Columbia doubted the commercial value of Maxwell’s classic debut, Maxwell’s Urban Hang Suite, and held it for more than a year. After its release, the album exploded with its second single, “Ascension (Don’t Ever Wonder).” The album eventually notched double platinum numbers. The following year, Maxwell performed on MTV’s Unplugged and wanted to officially release the show as an album, but Columbia again balked.
The label allowed a seven-song EP of the sessions instead.
In 1998, Maxwell stumbled with his sophomore studio album, Embrya, which generated poor reviews yet still moved a million units, but in 1999, he recorded R. Kelly’s composition “Fortunate” for the film Life. The single became Maxwell’s most successful. In 2001, Maxwell released Now, which also took its share of critical abuse but became his first No. 1 album. Maxwell then dropped out for eight years, reemerging with BLACKsummers’night.
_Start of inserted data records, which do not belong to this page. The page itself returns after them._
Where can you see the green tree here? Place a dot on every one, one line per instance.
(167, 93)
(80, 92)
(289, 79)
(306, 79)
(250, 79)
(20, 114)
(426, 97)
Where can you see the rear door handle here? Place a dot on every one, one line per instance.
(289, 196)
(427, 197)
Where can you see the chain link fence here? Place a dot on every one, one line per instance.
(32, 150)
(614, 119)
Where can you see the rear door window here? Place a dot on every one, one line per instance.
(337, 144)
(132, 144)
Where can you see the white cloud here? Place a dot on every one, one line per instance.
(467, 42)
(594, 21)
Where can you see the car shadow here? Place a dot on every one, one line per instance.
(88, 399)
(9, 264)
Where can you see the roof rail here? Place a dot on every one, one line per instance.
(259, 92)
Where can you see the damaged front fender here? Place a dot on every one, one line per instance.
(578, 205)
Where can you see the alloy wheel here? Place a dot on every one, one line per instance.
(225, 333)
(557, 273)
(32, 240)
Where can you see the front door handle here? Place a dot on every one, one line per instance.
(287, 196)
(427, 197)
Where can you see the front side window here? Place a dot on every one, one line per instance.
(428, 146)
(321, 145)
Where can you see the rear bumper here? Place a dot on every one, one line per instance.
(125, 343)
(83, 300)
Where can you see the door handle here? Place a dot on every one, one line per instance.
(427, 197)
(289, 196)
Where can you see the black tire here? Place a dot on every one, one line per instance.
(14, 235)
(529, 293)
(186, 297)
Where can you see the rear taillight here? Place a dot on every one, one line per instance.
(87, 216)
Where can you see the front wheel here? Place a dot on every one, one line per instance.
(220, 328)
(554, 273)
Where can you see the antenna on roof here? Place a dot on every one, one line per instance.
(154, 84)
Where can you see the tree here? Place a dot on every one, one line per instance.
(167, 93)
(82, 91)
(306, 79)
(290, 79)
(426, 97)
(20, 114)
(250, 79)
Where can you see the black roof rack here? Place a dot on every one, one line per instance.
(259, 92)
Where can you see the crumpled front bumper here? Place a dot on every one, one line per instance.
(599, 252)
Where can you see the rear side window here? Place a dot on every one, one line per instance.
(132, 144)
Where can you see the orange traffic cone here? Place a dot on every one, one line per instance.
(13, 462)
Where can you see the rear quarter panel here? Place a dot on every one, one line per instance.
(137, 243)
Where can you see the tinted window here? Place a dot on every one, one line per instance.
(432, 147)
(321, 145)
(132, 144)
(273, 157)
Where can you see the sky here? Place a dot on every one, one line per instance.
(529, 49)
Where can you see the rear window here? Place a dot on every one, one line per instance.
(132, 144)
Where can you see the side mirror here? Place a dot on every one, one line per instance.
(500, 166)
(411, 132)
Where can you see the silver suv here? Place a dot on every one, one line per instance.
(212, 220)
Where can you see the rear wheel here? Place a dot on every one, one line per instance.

It’s now another five years later, and Maxwell has yet to follow up BLACKsummers’night with the second and third parts of his proposed trilogy.Maxwell remains a strong R&B contender with the contemporary magnetism of R. Kelly and the pure classicism of Marvin Gaye, but he has yet to establish a consistent pattern of success. He told Rolling Stone recently that he’ll be road-testing songs from his anticipated new “cyborg-ish” album, so this current “Summer Soulstice” tour could be a defining moment in a career that’s already on the cusp of his 20th anniversary.